Credit: Technology Review |
Neuroscientist Edward Boyden, in his article, "Brain Coprocessors," says we need to develop operating systems to help brains and machines work together.
Boyden notes that over the past 20 years there has been a slew of technologies that have enabled the observation or perturbation of information in the brain.
Take functional MRI, for example, which measures blood flow changes associated with brain activity. FMRI technology is being explored for purposes as diverse as lie detection, prediction of human decision making, and assessment of language recovery after stroke.

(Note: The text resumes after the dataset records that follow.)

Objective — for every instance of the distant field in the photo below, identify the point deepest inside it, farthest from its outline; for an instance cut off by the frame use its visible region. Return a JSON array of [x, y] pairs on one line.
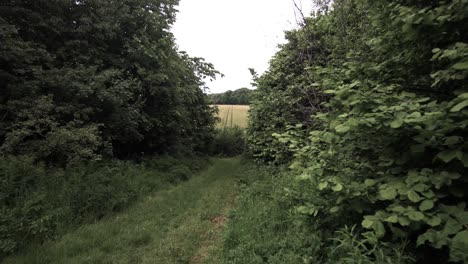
[[233, 115]]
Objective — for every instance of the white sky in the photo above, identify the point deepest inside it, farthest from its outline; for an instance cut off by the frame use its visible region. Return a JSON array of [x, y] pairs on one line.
[[235, 35]]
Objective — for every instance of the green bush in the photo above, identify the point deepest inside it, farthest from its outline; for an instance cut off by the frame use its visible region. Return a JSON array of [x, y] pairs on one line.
[[385, 150], [36, 203]]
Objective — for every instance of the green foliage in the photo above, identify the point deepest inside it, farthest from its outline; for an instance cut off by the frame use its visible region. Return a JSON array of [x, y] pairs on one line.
[[389, 145], [229, 142], [82, 80], [240, 96], [37, 203]]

And implanted electrical stimulators, which enable control of neural circuit activity, are borne by hundreds of thousands of people to treat conditions such as deafness, Parkinson's disease, and obsessive-compulsive disorder. In addition, new methods, such as the use of light to activate or silence specific neurons in the brain, are being widely utilized by researchers to reveal insights into how to control neural circuits to achieve therapeutically useful changes in brain dynamics. "We are entering a neurotechnology renaissance," says Boyden, "in which the toolbox for understanding the brain and engineering its functions is expanding in both scope and power at an unprecedented rate."
He continues:
This toolbox has grown to the point where the strategic utilization of multiple neurotechnologies in conjunction with one another, as a system, may yield fundamental new capabilities, both scientific and clinical, beyond what they can offer alone. For example, consider a system that reads out activity from a brain circuit, computes a strategy for controlling the circuit so it enters a desired state or performs a specific computation, and then delivers information into the brain to achieve this control strategy. Such a system would enable brain computations to be guided by predefined goals set by the patient or clinician, or adaptively steered in response to the circumstances of the patient's environment or the instantaneous state of the patient's brain.

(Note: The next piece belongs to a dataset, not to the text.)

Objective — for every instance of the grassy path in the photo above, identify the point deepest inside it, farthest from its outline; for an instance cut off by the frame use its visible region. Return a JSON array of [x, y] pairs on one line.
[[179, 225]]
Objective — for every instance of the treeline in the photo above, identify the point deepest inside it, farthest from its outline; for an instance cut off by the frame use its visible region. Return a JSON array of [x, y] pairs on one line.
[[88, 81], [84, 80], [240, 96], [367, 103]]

Some examples of this kind of "brain coprocessor" technology are under active development, such as systems that perturb the epileptic brain when a seizure is electrically observed, and prosthetics for amputees that record nerves to control artificial limbs and stimulate nerves to provide sensory feedback. Looking down the line, such system architectures might be capable of very advanced functions--providing just-in-time information to the brain of a patient with dementia to augment cognition, or sculpting the risk-taking profile of an addiction patient in the presence of stimuli that prompt cravings.

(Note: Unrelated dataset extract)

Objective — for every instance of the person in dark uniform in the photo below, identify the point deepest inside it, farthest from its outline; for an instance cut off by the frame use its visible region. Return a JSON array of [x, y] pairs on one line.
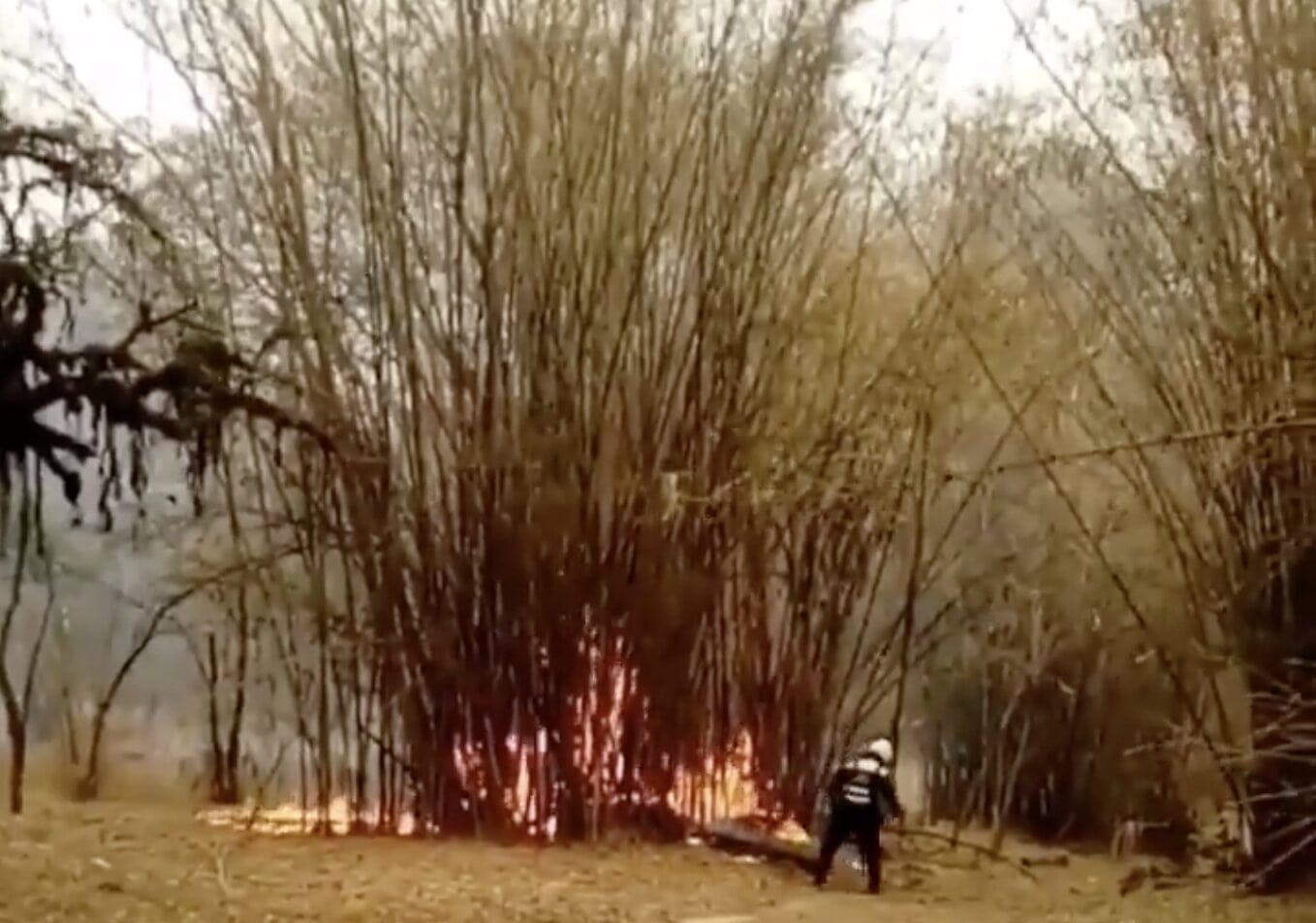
[[862, 797]]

Looking ahead to the future, Boyden admits that we'll need to be careful:
Of course, giving machines the authority to serve as proactive human coprocessors, and allowing them to capture our attention with their computed priorities, has to be considered carefully, as anyone who has lost hours due to interruption by a slew of social-network updates or search-engine alerts can attest. How can we give the human brain access to increasingly proactive coprocessing technologies without losing sight of our overarching goals? One idea is to develop and deploy metrics that allow us to evaluate the IQ of a human plus a coprocessor, working together--evaluating the performance of collaborating natural and artificial intelligences in a broad battery of problem-solving contexts. After all, humans with Internet-based brain coprocessors (e.g., laptops running Web browsers) may be more distractible if the goals include long, focused writing tasks, but they may be better at synthesizing data broadly from disparate sources; a given brain coprocessor configuration may be good for some problems but bad for others. Thinking of emerging computational technologies as brain coprocessors forces us to think about them in terms of the impacts they have on the brain, positive and negative, and importantly provides a framework for thoughtfully engineering their direct, as well as their emergent, effects.